Nonetheless, downside risk remains intact. Owing to both domestic and external uncertainties, coupled with the negative technical picture and weaker investment sentiment as well as higher market volatility, persistent foreign outflow could be a concern despite the reasonably strong domestic liquidity. Besides, we also notice that the market dynamics are highly correlated to share financing as well. So far, FBMKLCI and its Fwd. PER have been declining in tandem with the lower percentage of Loan for Share Financing to Total Loan. Should this lending continue to decline, this will put pressure on the equity market.

Therefore, we have lowered our index target lower to 1,810 (from 1,845 earlier) on lower target FY16E PER (18.4x vs. 19.0x earlier) and minor earnings and target prices adjustment. This target is also backed by FY15E earnings growth of 2.5% and a stronger growth of 7.8% in FY16E.

Focused Sector & Stock Picks. We continue to like high-yielding stocks such as BJTOTO (OP, TP: RM3.72).
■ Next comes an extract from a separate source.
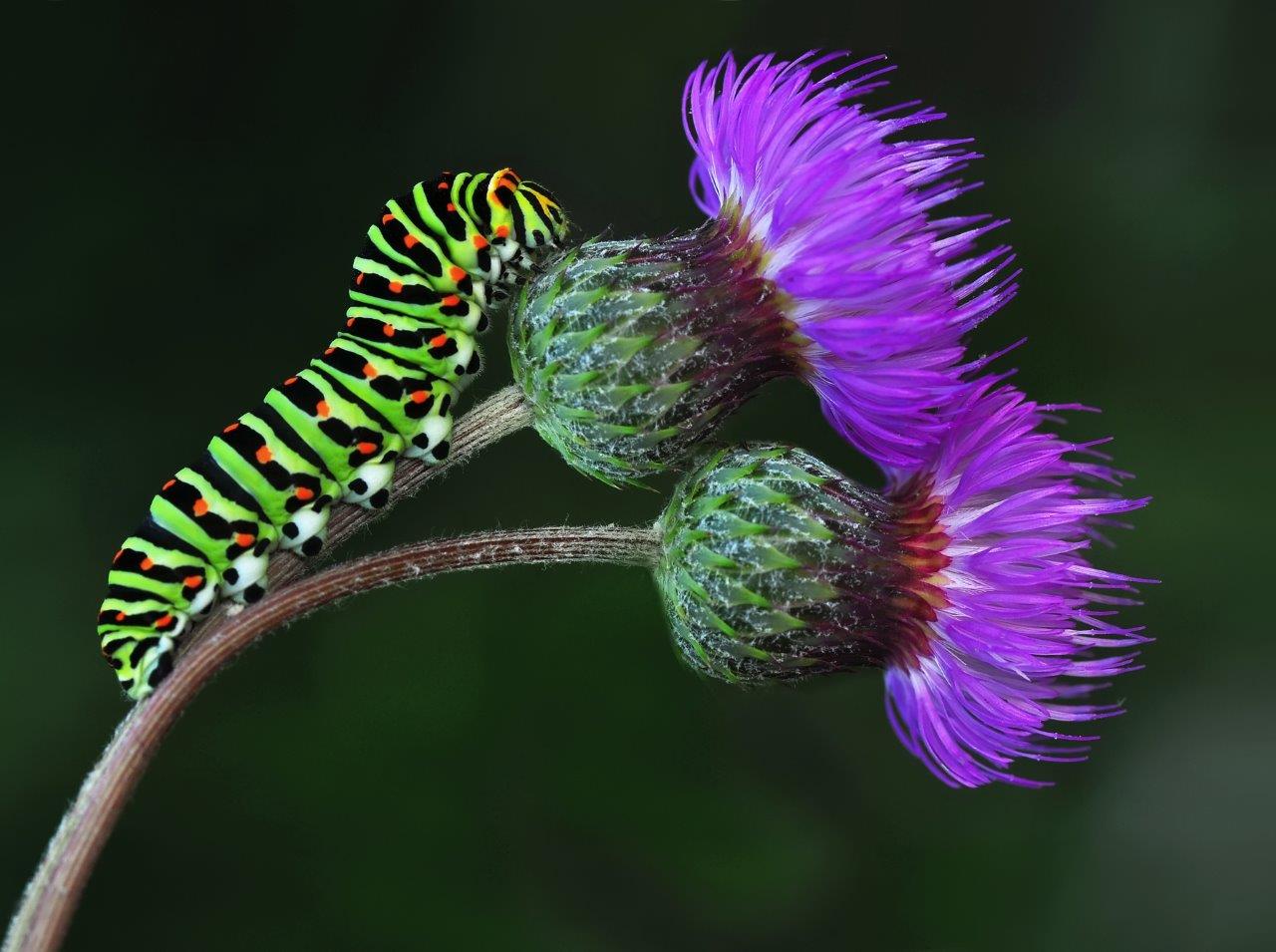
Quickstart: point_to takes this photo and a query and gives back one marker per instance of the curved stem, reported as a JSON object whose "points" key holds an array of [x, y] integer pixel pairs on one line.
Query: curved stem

Stocks in resilient sectors such as Telco, Healthcare, Education and Consumer F&B will also be our preferred choices. Among these sectors, we choose TM (OP, TP: RM7.80), TOPGLVE (OP, TP: RM7.90) and SASBADI (TB, TP: RM2.68) as our 3Q Top Picks. While the weakening trend of ringgit remains favourable to exporters, we are selective and prefer laggards. As such, we select TOPGLVE as our Top Pick from glove sector for the quarter. Nonetheless, we do see further upside for some exporters such as MPI (OP, TP: RM8.90) and SLP (OP, TP: RM1.76) despite their superb performances. Of course, we also continue to focus on our other Overweight sectors like Construction and Logistics. MITRA (OP, TP: RM2.35) and CENTURY (TB, TP: RM1.19) are the chosen ones from these sectors. Other Top Picks are ARMADA (OP, TP: RM1.55), BJAUTO (OP, TP: RM3.14), and PESTECH (OP, TP: RM6.11) despite our Neutral rating on Oil & Gas, Auto and Power Utility sectors. For short-term traders, it is worthwhile to consider bottom-fishing stocks, especially big caps, which are trading near their respective 52-week lows. We believe these heavily bashed down stocks could stage a quick rebound from their recent lows (Figure 30).